Secretary of Defense Leon Panetta warned lawmakers in a letter today that the military would face substantial problems if House and Senate negotiators fail to come to an agreement on a massive deficit reduction deal by next week.

If the Joint Committee on Deficit Reduction deadlocks and automatic across-the-board cuts kick in, Panetta said the consequences would includes the halting of most ship and construction projects, cuts in contractors, and the smallest Air Force in history.

His letter reiterated his previous testimony before Congress while more clearly outlining the potential effects of sequestration — the automatic cuts that would slash roughly $500 billion in defense spending as well as other areas of the federal budget.

Sens. John McCain (R-Ariz.) and Lindsey Graham (R-S.C.) had requested the specifics from the Pentagon in their own letter, sent Nov. 3.

“The impacts of these cuts would be devastating for the Department,” Panetta said in identical letters to both Senators. “Facing such large reductions, we would have to reduce the size of the military sharply. Rough estimates suggest after ten years of these cuts, we would have the smallest ground force since 1940, the smallest number of ships since 1915, and the smallest Air Force in its history.

“Unfortunately, while large cuts are being imposed, the threats to national security would not be reduced,” Panetta continued. “As a result, we would have to formulate a new security strategy that accepted substantial risk of not meeting our defense needs. A sequestration budget is not one that I could recommend.”

McCain and Graham have been working on a plan to fight the enactment of the mandatory defense cuts should the super committee fail to reach agreement by Nov. 23. If the panel deadlocks, $1.2 trillion in cuts would go into effect. Any deal shy of that total would reduce the amount of cuts by an equal amount from the $1.2 trillion “trigger.”
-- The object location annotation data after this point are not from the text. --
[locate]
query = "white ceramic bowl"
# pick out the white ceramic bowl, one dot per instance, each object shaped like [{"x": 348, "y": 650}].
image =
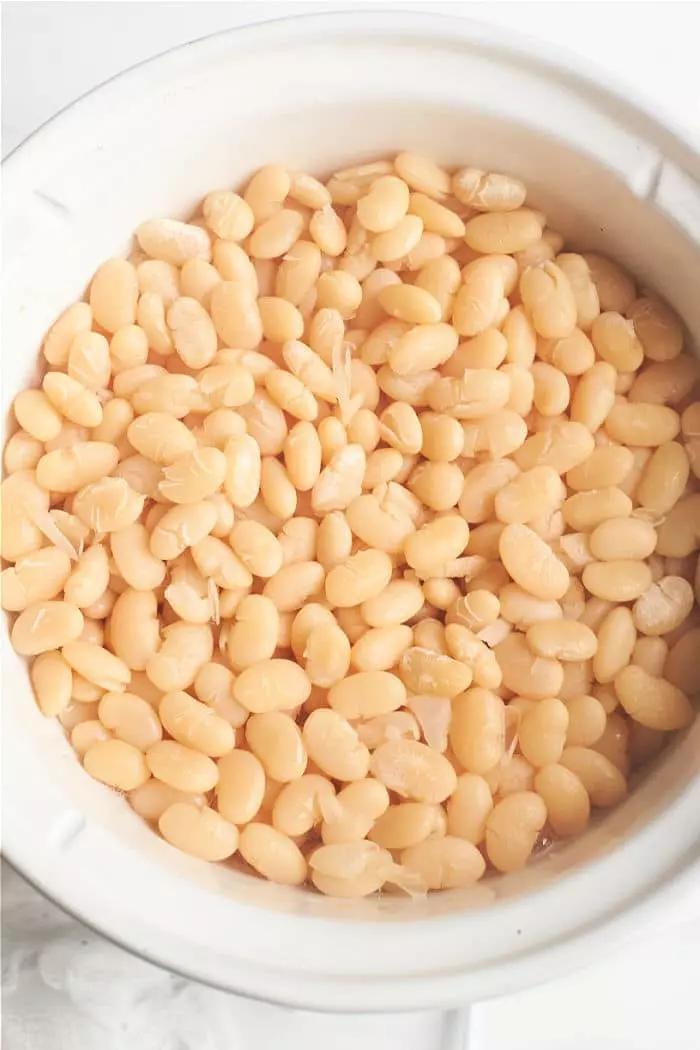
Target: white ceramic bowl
[{"x": 318, "y": 92}]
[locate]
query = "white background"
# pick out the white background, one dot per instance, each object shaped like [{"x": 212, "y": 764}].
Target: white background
[{"x": 65, "y": 988}]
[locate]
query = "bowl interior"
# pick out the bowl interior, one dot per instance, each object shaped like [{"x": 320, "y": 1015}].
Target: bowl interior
[{"x": 151, "y": 145}]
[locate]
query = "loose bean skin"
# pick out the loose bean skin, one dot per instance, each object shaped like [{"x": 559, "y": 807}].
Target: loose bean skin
[{"x": 361, "y": 511}]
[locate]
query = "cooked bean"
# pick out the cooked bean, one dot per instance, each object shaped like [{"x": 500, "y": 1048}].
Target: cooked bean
[
  {"x": 272, "y": 685},
  {"x": 603, "y": 782},
  {"x": 619, "y": 580},
  {"x": 130, "y": 718},
  {"x": 51, "y": 678},
  {"x": 616, "y": 639},
  {"x": 115, "y": 763},
  {"x": 275, "y": 738},
  {"x": 566, "y": 798},
  {"x": 663, "y": 606},
  {"x": 512, "y": 828},
  {"x": 335, "y": 747},
  {"x": 198, "y": 831}
]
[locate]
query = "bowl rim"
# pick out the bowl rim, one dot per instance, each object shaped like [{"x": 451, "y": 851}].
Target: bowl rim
[{"x": 415, "y": 991}]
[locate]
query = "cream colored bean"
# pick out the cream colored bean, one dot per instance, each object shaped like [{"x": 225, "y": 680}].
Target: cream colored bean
[
  {"x": 35, "y": 412},
  {"x": 531, "y": 563},
  {"x": 398, "y": 602},
  {"x": 240, "y": 788},
  {"x": 173, "y": 242},
  {"x": 340, "y": 481},
  {"x": 227, "y": 385},
  {"x": 512, "y": 828},
  {"x": 169, "y": 393},
  {"x": 488, "y": 190},
  {"x": 566, "y": 798},
  {"x": 664, "y": 478},
  {"x": 22, "y": 452},
  {"x": 367, "y": 694},
  {"x": 566, "y": 639},
  {"x": 622, "y": 538},
  {"x": 35, "y": 578},
  {"x": 301, "y": 804},
  {"x": 197, "y": 278},
  {"x": 181, "y": 527},
  {"x": 551, "y": 390},
  {"x": 272, "y": 685},
  {"x": 294, "y": 585},
  {"x": 607, "y": 465},
  {"x": 543, "y": 732},
  {"x": 153, "y": 798},
  {"x": 257, "y": 547},
  {"x": 241, "y": 481},
  {"x": 195, "y": 725},
  {"x": 88, "y": 360},
  {"x": 658, "y": 329},
  {"x": 115, "y": 763},
  {"x": 406, "y": 824},
  {"x": 587, "y": 720},
  {"x": 71, "y": 400},
  {"x": 298, "y": 272},
  {"x": 414, "y": 771},
  {"x": 436, "y": 673},
  {"x": 603, "y": 782},
  {"x": 679, "y": 533},
  {"x": 468, "y": 809},
  {"x": 442, "y": 437},
  {"x": 326, "y": 653},
  {"x": 135, "y": 562},
  {"x": 548, "y": 297},
  {"x": 664, "y": 606},
  {"x": 335, "y": 747},
  {"x": 586, "y": 510},
  {"x": 617, "y": 581},
  {"x": 185, "y": 649},
  {"x": 384, "y": 206},
  {"x": 478, "y": 730},
  {"x": 648, "y": 425},
  {"x": 616, "y": 641},
  {"x": 481, "y": 485},
  {"x": 563, "y": 447},
  {"x": 130, "y": 718},
  {"x": 134, "y": 629},
  {"x": 77, "y": 318},
  {"x": 537, "y": 490},
  {"x": 182, "y": 768},
  {"x": 194, "y": 476},
  {"x": 526, "y": 673},
  {"x": 51, "y": 679},
  {"x": 113, "y": 294},
  {"x": 443, "y": 863},
  {"x": 198, "y": 831},
  {"x": 44, "y": 626},
  {"x": 235, "y": 314},
  {"x": 253, "y": 636},
  {"x": 98, "y": 666},
  {"x": 503, "y": 232},
  {"x": 274, "y": 855},
  {"x": 426, "y": 345},
  {"x": 297, "y": 538},
  {"x": 653, "y": 701}
]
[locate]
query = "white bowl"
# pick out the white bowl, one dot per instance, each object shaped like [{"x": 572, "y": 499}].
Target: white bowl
[{"x": 318, "y": 92}]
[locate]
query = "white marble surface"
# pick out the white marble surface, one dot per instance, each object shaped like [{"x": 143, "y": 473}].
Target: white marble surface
[{"x": 65, "y": 988}]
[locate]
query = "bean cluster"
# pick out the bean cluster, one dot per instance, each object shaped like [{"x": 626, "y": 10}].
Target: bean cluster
[{"x": 353, "y": 529}]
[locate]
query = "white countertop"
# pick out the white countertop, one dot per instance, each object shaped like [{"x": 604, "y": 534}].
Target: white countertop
[{"x": 63, "y": 986}]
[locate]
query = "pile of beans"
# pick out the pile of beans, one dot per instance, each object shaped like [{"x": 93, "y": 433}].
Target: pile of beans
[{"x": 354, "y": 528}]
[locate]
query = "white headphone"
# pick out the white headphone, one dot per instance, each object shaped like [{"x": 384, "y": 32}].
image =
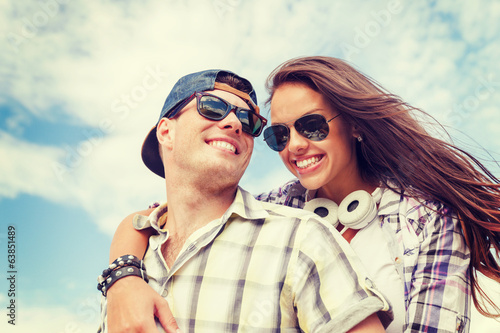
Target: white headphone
[{"x": 356, "y": 211}]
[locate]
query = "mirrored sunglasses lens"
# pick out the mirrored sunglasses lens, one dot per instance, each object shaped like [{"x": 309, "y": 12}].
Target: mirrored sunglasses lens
[
  {"x": 212, "y": 107},
  {"x": 313, "y": 127},
  {"x": 276, "y": 137}
]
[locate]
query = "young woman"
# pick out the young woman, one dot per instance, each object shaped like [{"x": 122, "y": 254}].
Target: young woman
[{"x": 437, "y": 219}]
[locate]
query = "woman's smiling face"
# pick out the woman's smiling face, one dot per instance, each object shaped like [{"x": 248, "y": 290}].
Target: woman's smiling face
[{"x": 331, "y": 161}]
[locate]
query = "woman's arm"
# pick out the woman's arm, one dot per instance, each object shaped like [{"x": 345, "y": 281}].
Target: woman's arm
[
  {"x": 370, "y": 325},
  {"x": 132, "y": 304}
]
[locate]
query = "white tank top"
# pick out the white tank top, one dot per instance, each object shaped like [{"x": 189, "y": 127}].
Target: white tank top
[{"x": 372, "y": 248}]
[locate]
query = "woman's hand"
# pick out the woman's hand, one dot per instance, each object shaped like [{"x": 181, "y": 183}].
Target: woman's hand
[{"x": 132, "y": 306}]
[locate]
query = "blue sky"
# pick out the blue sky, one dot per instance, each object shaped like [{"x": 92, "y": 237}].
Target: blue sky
[{"x": 81, "y": 83}]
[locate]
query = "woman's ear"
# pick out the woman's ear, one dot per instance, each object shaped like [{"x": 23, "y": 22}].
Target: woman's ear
[
  {"x": 356, "y": 132},
  {"x": 165, "y": 133}
]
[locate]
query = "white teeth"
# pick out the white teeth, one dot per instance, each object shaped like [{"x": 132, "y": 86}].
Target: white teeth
[
  {"x": 307, "y": 163},
  {"x": 224, "y": 145}
]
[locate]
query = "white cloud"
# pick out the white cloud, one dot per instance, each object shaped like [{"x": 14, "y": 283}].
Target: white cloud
[{"x": 82, "y": 317}]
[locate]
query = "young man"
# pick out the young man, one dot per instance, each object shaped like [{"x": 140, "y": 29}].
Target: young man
[{"x": 224, "y": 261}]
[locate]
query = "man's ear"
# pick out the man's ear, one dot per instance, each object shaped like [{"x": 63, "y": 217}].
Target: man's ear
[{"x": 165, "y": 132}]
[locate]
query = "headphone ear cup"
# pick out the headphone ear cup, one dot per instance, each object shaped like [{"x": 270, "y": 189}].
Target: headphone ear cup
[
  {"x": 325, "y": 208},
  {"x": 357, "y": 210}
]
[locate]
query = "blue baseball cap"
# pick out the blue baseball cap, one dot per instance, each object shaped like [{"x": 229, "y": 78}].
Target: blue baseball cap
[{"x": 184, "y": 88}]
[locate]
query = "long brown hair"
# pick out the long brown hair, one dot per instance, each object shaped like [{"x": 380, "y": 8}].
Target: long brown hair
[{"x": 397, "y": 151}]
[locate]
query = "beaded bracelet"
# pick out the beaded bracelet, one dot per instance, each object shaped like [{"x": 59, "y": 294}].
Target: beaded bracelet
[
  {"x": 121, "y": 267},
  {"x": 121, "y": 273}
]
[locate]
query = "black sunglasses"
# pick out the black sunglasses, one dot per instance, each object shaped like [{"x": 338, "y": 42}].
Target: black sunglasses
[
  {"x": 215, "y": 108},
  {"x": 311, "y": 126}
]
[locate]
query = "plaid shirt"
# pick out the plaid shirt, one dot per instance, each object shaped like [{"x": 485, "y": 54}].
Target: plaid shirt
[
  {"x": 435, "y": 265},
  {"x": 262, "y": 268}
]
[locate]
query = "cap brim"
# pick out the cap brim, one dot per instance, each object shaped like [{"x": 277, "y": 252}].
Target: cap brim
[{"x": 151, "y": 155}]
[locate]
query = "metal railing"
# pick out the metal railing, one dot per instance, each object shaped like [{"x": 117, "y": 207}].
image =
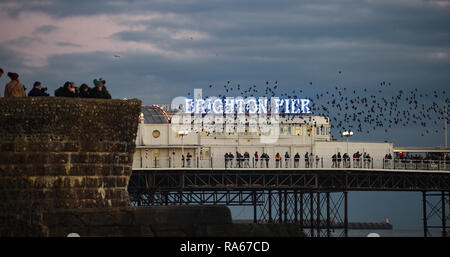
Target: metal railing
[{"x": 302, "y": 163}]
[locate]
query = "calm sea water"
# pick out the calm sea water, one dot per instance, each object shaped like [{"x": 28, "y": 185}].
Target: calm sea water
[{"x": 391, "y": 233}]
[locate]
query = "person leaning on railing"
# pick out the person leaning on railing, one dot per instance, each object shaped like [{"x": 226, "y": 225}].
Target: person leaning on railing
[
  {"x": 277, "y": 160},
  {"x": 287, "y": 158},
  {"x": 296, "y": 160},
  {"x": 247, "y": 160},
  {"x": 226, "y": 160},
  {"x": 188, "y": 159}
]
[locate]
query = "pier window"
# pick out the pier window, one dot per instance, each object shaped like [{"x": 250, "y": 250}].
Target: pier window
[{"x": 298, "y": 130}]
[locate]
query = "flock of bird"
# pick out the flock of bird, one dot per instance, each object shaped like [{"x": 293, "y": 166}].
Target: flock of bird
[{"x": 361, "y": 110}]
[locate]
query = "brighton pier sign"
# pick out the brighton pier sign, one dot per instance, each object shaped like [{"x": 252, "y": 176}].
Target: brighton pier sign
[{"x": 250, "y": 105}]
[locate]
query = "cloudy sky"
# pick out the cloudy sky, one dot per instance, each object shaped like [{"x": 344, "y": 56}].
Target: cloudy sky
[{"x": 167, "y": 48}]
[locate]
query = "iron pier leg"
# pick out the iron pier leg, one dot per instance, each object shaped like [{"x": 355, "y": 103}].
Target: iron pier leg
[
  {"x": 280, "y": 207},
  {"x": 328, "y": 215},
  {"x": 318, "y": 219},
  {"x": 311, "y": 210},
  {"x": 346, "y": 214},
  {"x": 444, "y": 218},
  {"x": 285, "y": 207},
  {"x": 424, "y": 206},
  {"x": 301, "y": 211},
  {"x": 295, "y": 207},
  {"x": 255, "y": 218}
]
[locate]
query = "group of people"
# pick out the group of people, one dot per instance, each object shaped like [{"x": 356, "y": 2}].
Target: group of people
[
  {"x": 243, "y": 160},
  {"x": 358, "y": 160},
  {"x": 15, "y": 89},
  {"x": 188, "y": 160}
]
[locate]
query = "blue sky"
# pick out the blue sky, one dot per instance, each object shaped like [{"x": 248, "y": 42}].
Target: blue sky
[{"x": 167, "y": 48}]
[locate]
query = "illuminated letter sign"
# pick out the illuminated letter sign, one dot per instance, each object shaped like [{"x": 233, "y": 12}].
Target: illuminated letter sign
[{"x": 251, "y": 105}]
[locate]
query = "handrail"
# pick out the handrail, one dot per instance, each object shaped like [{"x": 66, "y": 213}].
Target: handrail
[{"x": 282, "y": 163}]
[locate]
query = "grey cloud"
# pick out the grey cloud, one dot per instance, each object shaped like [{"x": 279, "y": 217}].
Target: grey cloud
[
  {"x": 67, "y": 44},
  {"x": 45, "y": 29}
]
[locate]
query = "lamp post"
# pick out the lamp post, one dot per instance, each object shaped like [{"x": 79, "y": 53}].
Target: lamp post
[
  {"x": 347, "y": 134},
  {"x": 309, "y": 130},
  {"x": 182, "y": 133}
]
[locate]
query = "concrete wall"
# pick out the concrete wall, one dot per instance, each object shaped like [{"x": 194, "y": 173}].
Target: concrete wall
[{"x": 59, "y": 153}]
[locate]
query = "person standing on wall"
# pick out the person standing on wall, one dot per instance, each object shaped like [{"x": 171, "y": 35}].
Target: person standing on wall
[
  {"x": 14, "y": 88},
  {"x": 37, "y": 90}
]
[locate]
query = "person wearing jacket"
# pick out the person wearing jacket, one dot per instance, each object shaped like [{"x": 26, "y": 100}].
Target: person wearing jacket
[
  {"x": 37, "y": 90},
  {"x": 14, "y": 88},
  {"x": 84, "y": 91},
  {"x": 99, "y": 91},
  {"x": 68, "y": 90}
]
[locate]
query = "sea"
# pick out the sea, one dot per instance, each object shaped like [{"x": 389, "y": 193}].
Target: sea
[{"x": 390, "y": 232}]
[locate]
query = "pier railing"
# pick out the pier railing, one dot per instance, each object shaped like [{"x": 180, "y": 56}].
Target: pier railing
[{"x": 293, "y": 163}]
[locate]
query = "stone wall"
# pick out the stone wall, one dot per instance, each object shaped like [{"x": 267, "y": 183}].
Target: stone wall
[{"x": 63, "y": 153}]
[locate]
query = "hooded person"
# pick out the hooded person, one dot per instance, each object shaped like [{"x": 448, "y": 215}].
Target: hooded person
[
  {"x": 37, "y": 90},
  {"x": 84, "y": 90},
  {"x": 14, "y": 88},
  {"x": 99, "y": 91},
  {"x": 68, "y": 90}
]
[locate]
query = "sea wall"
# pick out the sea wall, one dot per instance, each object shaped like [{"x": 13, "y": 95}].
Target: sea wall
[{"x": 63, "y": 153}]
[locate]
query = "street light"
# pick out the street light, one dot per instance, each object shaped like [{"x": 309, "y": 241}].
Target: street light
[
  {"x": 182, "y": 133},
  {"x": 347, "y": 134}
]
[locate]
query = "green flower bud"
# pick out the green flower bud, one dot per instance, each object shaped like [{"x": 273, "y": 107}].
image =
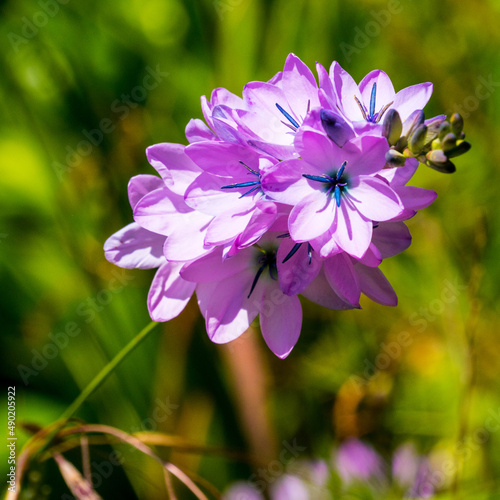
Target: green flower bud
[
  {"x": 457, "y": 123},
  {"x": 438, "y": 161},
  {"x": 395, "y": 158},
  {"x": 416, "y": 119},
  {"x": 392, "y": 127},
  {"x": 417, "y": 139},
  {"x": 444, "y": 129},
  {"x": 448, "y": 142},
  {"x": 460, "y": 148}
]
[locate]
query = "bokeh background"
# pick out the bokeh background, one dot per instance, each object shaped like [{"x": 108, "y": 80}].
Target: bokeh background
[{"x": 427, "y": 371}]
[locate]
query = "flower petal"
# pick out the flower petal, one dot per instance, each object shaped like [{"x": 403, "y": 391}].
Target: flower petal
[
  {"x": 228, "y": 226},
  {"x": 364, "y": 155},
  {"x": 197, "y": 131},
  {"x": 227, "y": 310},
  {"x": 320, "y": 292},
  {"x": 299, "y": 86},
  {"x": 169, "y": 293},
  {"x": 284, "y": 181},
  {"x": 374, "y": 199},
  {"x": 411, "y": 98},
  {"x": 312, "y": 216},
  {"x": 342, "y": 277},
  {"x": 297, "y": 272},
  {"x": 206, "y": 195},
  {"x": 415, "y": 198},
  {"x": 353, "y": 231},
  {"x": 213, "y": 268},
  {"x": 346, "y": 90},
  {"x": 322, "y": 154},
  {"x": 391, "y": 238},
  {"x": 280, "y": 321},
  {"x": 140, "y": 185},
  {"x": 385, "y": 93},
  {"x": 262, "y": 219},
  {"x": 159, "y": 211},
  {"x": 174, "y": 166},
  {"x": 375, "y": 285},
  {"x": 187, "y": 240},
  {"x": 133, "y": 247}
]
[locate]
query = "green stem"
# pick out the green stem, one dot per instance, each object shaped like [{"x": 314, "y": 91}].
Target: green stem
[
  {"x": 96, "y": 382},
  {"x": 105, "y": 372}
]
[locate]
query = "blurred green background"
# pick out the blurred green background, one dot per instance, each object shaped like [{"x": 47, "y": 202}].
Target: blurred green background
[{"x": 69, "y": 68}]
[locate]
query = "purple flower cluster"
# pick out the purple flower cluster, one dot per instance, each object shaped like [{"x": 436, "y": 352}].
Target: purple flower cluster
[{"x": 295, "y": 188}]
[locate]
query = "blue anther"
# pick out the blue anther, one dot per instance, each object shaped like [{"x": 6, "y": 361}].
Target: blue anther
[
  {"x": 250, "y": 191},
  {"x": 319, "y": 178},
  {"x": 340, "y": 172},
  {"x": 257, "y": 276},
  {"x": 241, "y": 184},
  {"x": 287, "y": 116},
  {"x": 372, "y": 101},
  {"x": 292, "y": 252}
]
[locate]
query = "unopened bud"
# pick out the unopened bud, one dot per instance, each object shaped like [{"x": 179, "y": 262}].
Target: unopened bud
[
  {"x": 392, "y": 127},
  {"x": 439, "y": 161},
  {"x": 395, "y": 158},
  {"x": 416, "y": 119},
  {"x": 457, "y": 123},
  {"x": 444, "y": 129},
  {"x": 336, "y": 128},
  {"x": 417, "y": 139},
  {"x": 433, "y": 125},
  {"x": 448, "y": 142},
  {"x": 460, "y": 148}
]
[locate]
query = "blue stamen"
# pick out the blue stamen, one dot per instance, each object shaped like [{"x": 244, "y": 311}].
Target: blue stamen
[
  {"x": 287, "y": 116},
  {"x": 334, "y": 183},
  {"x": 337, "y": 195},
  {"x": 292, "y": 252},
  {"x": 249, "y": 169},
  {"x": 257, "y": 276},
  {"x": 362, "y": 108},
  {"x": 250, "y": 191},
  {"x": 319, "y": 178},
  {"x": 340, "y": 172},
  {"x": 241, "y": 184},
  {"x": 372, "y": 101}
]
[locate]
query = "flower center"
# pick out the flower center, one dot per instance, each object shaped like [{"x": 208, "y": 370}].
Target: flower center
[
  {"x": 335, "y": 184},
  {"x": 253, "y": 185},
  {"x": 372, "y": 117},
  {"x": 265, "y": 259},
  {"x": 293, "y": 123},
  {"x": 295, "y": 248}
]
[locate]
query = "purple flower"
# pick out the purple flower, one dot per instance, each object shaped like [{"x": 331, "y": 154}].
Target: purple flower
[
  {"x": 358, "y": 461},
  {"x": 365, "y": 104},
  {"x": 134, "y": 247},
  {"x": 276, "y": 109},
  {"x": 334, "y": 191},
  {"x": 164, "y": 210},
  {"x": 229, "y": 189},
  {"x": 232, "y": 292}
]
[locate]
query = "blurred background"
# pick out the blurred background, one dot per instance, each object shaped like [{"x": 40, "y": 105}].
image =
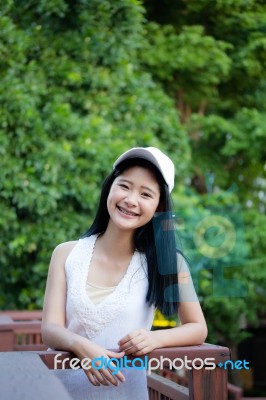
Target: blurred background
[{"x": 82, "y": 81}]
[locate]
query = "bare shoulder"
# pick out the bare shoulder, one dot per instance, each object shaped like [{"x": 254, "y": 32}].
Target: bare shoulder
[{"x": 63, "y": 249}]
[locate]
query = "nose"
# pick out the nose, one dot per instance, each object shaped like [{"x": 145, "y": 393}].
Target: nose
[{"x": 131, "y": 199}]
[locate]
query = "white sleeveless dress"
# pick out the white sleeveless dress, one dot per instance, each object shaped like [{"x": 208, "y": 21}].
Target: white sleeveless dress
[{"x": 105, "y": 323}]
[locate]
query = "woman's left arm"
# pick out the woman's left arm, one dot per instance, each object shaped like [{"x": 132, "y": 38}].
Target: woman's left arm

Although Republicans especially have said they would fight the cuts if they were to be enacted, President Barack Obama has said he would not support rolling them back and likely would veto a bill that would do so.

The dire warnings from Obama’s defense secretary and the continued GOP push against defense cuts, however, continue to put pressure on the panel created as part of a deal in August to raise the debt ceiling.

Senate Armed Services Chairman Carl Levin (D-Mich.), for example, has repeatedly told reporters he will not address questions regarding a reversal of the cuts because it eases the burden on the super committee to strike a deal.

Moreover, the defense cuts could prove politically complicated, particularly in an election year, for Democrats who are less vocal about reversing them because their existence in the deal protects further cuts to entitlement programs.

One thing is clear: The only way to stop an uproar from the rank and file over the defense trigger is for the super committee to come up with its own plan.

“The consequence of a sequester on the Defense Department would set off a swift decline of the United States as the world’s leading military power. We are staunchly opposed to this draconian action,” McCain and Graham said in a joint statement today. “This is not an outcome that we can live with, and it is certainly not one that we should impose on ourselves. The sequester is a threat to the national security interests of the United States, and it should not be allowed to occur.”